En la sesión del viernes de la semana pasada, en el Juzgado Penal 2 de Lleida, el exintervenor declaró que su cese se debió a que no daba conformidad al pago de todas las facturas, subvenciones, horas extras, días de vacaciones o licitaciones en las que, según dijo el presidente, ponía como condición que todas las obras se adjudicaran a empresas de Lleida.

Están acusados el coordinador de Nuevas Tecnologías, Gerard Serra, y la jefa de Organización y Gestión, Marlen Minguell, por un presunto caso de acoso laboral al exinterventor y a un técnico informático y delegado sindical de la Central Sindical Independiente de Funcionarios, que en calidad de sindicalista cuestionó en los medios de comunicación el cese de J.M.

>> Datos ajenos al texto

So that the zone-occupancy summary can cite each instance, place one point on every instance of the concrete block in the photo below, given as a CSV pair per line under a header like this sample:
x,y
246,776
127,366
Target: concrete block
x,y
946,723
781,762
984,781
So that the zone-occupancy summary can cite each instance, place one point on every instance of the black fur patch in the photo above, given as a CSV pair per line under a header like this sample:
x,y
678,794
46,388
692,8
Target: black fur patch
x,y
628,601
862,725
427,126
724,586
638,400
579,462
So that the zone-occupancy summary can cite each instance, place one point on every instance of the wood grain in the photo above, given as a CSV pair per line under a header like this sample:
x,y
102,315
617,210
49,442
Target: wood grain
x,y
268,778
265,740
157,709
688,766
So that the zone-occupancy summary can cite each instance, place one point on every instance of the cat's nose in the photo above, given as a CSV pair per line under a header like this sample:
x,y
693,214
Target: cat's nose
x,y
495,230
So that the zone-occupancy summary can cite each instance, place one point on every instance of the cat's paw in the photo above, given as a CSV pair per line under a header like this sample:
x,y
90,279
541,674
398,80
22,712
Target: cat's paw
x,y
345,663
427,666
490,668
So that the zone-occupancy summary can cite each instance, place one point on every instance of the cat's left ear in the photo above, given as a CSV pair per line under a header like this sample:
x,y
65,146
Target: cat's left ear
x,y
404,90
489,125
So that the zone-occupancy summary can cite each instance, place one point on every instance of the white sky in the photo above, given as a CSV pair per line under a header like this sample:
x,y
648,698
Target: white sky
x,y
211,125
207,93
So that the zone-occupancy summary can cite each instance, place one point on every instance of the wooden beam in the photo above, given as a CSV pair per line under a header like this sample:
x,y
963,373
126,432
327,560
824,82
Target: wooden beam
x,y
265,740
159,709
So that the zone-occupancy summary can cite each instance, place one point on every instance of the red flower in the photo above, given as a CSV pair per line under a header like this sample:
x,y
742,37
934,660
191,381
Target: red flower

Reñé ha dicho que "es falso" que él exigiera que todas las obras se adjudicaran a empresas de Lleida, ha justificado el cese por las continuas quejas de alcaldes, secretarios de ayuntamientos y funcionarios de la Diputación ante cambios de criterio del interventor que retrasaban la aprobación de expedientes, y ha defendido una de las facturas cuestionadas, la de una cena de la vigilia de las elecciones en el Puerto Olímpico de Barcelona (23 de noviembre de 2012).

Sobre los gastos de un viaje al Valle de San Joaquín en California, a los que el exinterventor no dio su conformidad argumentando que necesitaba justificar el desplazamiento, Reñé ha explicado que entregó más dinero del que se llevó.

El presidente de la Diputación ha contado que junto a las personas que le acompañaban hizo un viaje que ha calificado de austero: "Nos hospedamos en hoteles de 25 euros y comí más hamburguesas que en toda mi vida".

Reñé ha explicado que "no le corresponde al interventor justificar el interés público ni valorar la idoneidad del viaje del presidente", y ha contado que aquel viaje permitió instalar el sistema de riego por goteo del campo experimental de almendros y granados en una finca propiedad de la institución en Maials a través de un acuerdo entre el Irta y la Diputación.

En su declaración, ha defendido el trabajo que realizaban él y su equipo, del que ha dicho que es "honesto, transparente, eficaz y eficiente para que este territorio pueda mejorar sus servicios".

Por su parte, la oficial mayor de la Diputación, Rosario Rodríguez, ha rechazado las acusaciones de aislamiento que planteaba el exinterventor, y ha defendido que la pérdida de permisos para acceder a plataformas informáticas de las que habla la acusación forman parte del protocolo de la casa con los trabajadores cuando cambian de servicio.